«ФОНАРЬ МАЛЕНЬКОГО ЮНГИ»
(НАВРАТИЛ Ян)
Часть IV. БЕРЕГА
8
Речников сопровождали два партизана. Один был все тот же «ежик», только теперь он надел папаху, как у комиссара, правда, без значка. Дорогой почти не разговаривали, хоть партизаны и пытались начать разговор. Марек убеждал себя, что немца застрелил не «ежик», а другой партизан, которого тут, к счастью, не было. Так он «ежика» все-таки меньше боялся.
Партизаны догадывались, почему с ними не хотят разговаривать, они раза три возвращались к случившемуся и говорили, что все в порядке, что не надо расстраи ваться, но речники их поняли по-своему.

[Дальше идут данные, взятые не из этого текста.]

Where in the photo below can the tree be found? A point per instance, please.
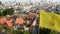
(8, 11)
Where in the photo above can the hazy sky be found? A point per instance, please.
(25, 0)
(19, 0)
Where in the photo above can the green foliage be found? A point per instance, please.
(26, 24)
(26, 32)
(9, 29)
(17, 32)
(9, 11)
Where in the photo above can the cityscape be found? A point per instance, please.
(27, 16)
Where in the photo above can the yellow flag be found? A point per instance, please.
(49, 20)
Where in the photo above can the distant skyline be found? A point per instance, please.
(19, 0)
(25, 0)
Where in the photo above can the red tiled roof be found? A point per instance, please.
(20, 20)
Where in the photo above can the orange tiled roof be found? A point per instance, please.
(20, 20)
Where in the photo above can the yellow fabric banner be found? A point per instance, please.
(49, 20)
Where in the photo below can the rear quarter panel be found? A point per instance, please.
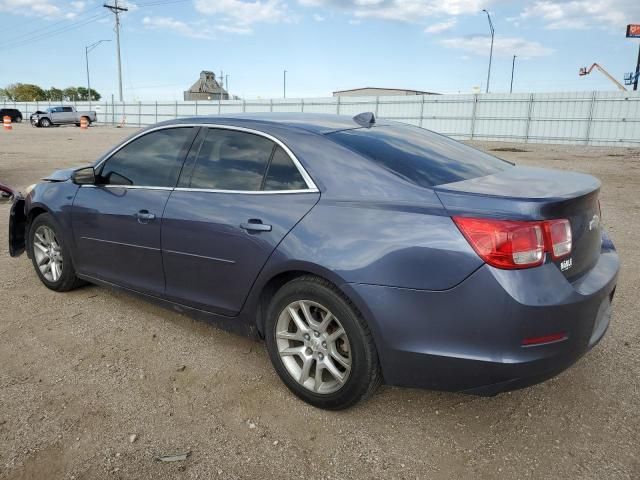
(378, 243)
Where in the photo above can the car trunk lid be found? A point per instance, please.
(526, 193)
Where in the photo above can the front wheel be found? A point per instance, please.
(320, 346)
(50, 256)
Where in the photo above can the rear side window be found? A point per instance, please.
(153, 160)
(418, 155)
(283, 174)
(231, 160)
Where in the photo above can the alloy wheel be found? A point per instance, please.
(48, 253)
(313, 346)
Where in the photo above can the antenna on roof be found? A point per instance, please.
(366, 119)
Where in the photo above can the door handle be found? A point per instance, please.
(255, 225)
(144, 216)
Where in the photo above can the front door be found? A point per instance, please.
(232, 208)
(116, 223)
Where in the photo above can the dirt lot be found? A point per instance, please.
(80, 372)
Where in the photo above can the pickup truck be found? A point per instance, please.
(61, 116)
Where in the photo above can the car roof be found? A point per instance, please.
(320, 123)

«Для вас все в порядке, — думали они, — а у нас теперь нет соседа. Рулевой же не виноват в том, что творят немецкие солдаты в Сербии. Зачем мстить невинному? Если у кого-нибудь сдадут нервы, значит, нужно его убить? Рулевой был тихий хороший человек. Вот матрос — другое дело. Если бы убили матроса, можно было бы найти оправдание. Вон как легко отказался он от своего фашизма! Хотя у него, чувствуется, было кое-что в прошлом, а у рулевого ничего, в этом можно поклясться».
Речники косились на своих проводников и не могли им простить... Пусть партизаны по-своему правы, но по-своему правы и речники. Пусть пострадает тот, кто виновен, а иначе всем нужно бояться. Поскорей бы на свою палубу, чтобы больше не видеть этих проводников!

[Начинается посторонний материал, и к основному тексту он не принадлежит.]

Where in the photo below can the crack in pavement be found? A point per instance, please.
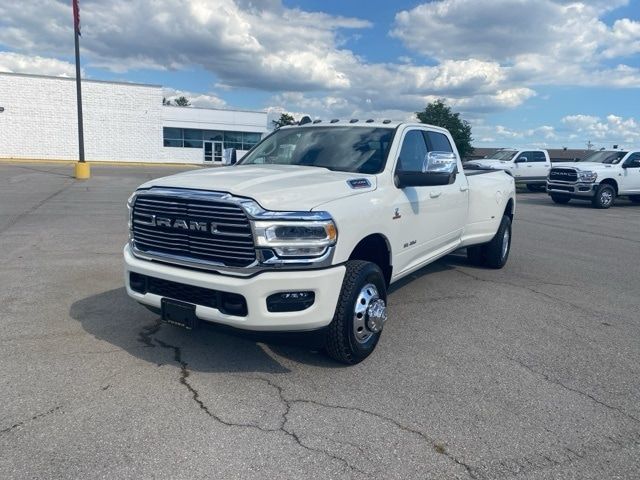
(572, 389)
(146, 337)
(35, 417)
(565, 456)
(437, 446)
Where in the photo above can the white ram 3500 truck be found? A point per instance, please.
(310, 228)
(599, 178)
(528, 167)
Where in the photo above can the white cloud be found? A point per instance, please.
(572, 131)
(610, 130)
(485, 55)
(536, 43)
(18, 63)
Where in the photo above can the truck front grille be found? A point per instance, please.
(190, 228)
(563, 175)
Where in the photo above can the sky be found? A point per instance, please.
(543, 73)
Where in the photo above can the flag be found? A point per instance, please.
(76, 15)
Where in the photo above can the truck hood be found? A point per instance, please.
(584, 166)
(274, 187)
(496, 164)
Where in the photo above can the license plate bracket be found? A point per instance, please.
(179, 313)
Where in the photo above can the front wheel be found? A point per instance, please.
(360, 314)
(604, 197)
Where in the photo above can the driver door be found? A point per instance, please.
(429, 219)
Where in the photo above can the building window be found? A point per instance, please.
(212, 135)
(249, 140)
(172, 137)
(194, 138)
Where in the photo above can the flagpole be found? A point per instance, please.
(82, 168)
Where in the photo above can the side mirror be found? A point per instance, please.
(439, 168)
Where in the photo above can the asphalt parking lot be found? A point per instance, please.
(528, 372)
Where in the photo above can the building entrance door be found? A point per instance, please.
(213, 151)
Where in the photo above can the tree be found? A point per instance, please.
(182, 102)
(285, 119)
(439, 113)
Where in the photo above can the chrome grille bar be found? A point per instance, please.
(179, 226)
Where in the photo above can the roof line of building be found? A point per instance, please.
(54, 77)
(222, 109)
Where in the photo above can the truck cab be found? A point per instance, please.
(599, 178)
(528, 167)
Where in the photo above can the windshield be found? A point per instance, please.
(347, 149)
(504, 155)
(610, 158)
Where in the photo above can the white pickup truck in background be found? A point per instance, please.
(529, 167)
(598, 178)
(310, 228)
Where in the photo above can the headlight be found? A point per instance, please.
(587, 176)
(296, 238)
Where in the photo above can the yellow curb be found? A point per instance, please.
(98, 163)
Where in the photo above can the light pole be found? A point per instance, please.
(82, 170)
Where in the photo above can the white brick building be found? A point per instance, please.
(123, 122)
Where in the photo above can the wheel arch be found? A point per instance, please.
(375, 248)
(612, 182)
(509, 209)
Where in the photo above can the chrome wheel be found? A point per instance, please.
(506, 238)
(606, 197)
(369, 313)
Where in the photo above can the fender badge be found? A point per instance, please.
(359, 183)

— Женщинам об этом пока говорить не будем, — сказал отец, когда они садились в баркас. — Завтра скажем, когда увидят, что его нет, и станут расспрашивать.
— Правильно, — согласился Филип. — Ничего не скажем. Елена не уснет, если узнает, что случилось. С плохой вестью спешить нечего.
— И ты, Марек, помалкивай, ладно?
Обратно они плыли дольше, потому что обогнули весь мыс. Мать с Еленой сидели на крышке трюма, закутавшись в одеяла. Они все время молчали, чтобы не прослушать всплески весел. Глаза по ночам хуже служат, чем уши. Но с баркаса их силуэты были видны хорошо. Когда баркас вышел из тени, силуэты встали.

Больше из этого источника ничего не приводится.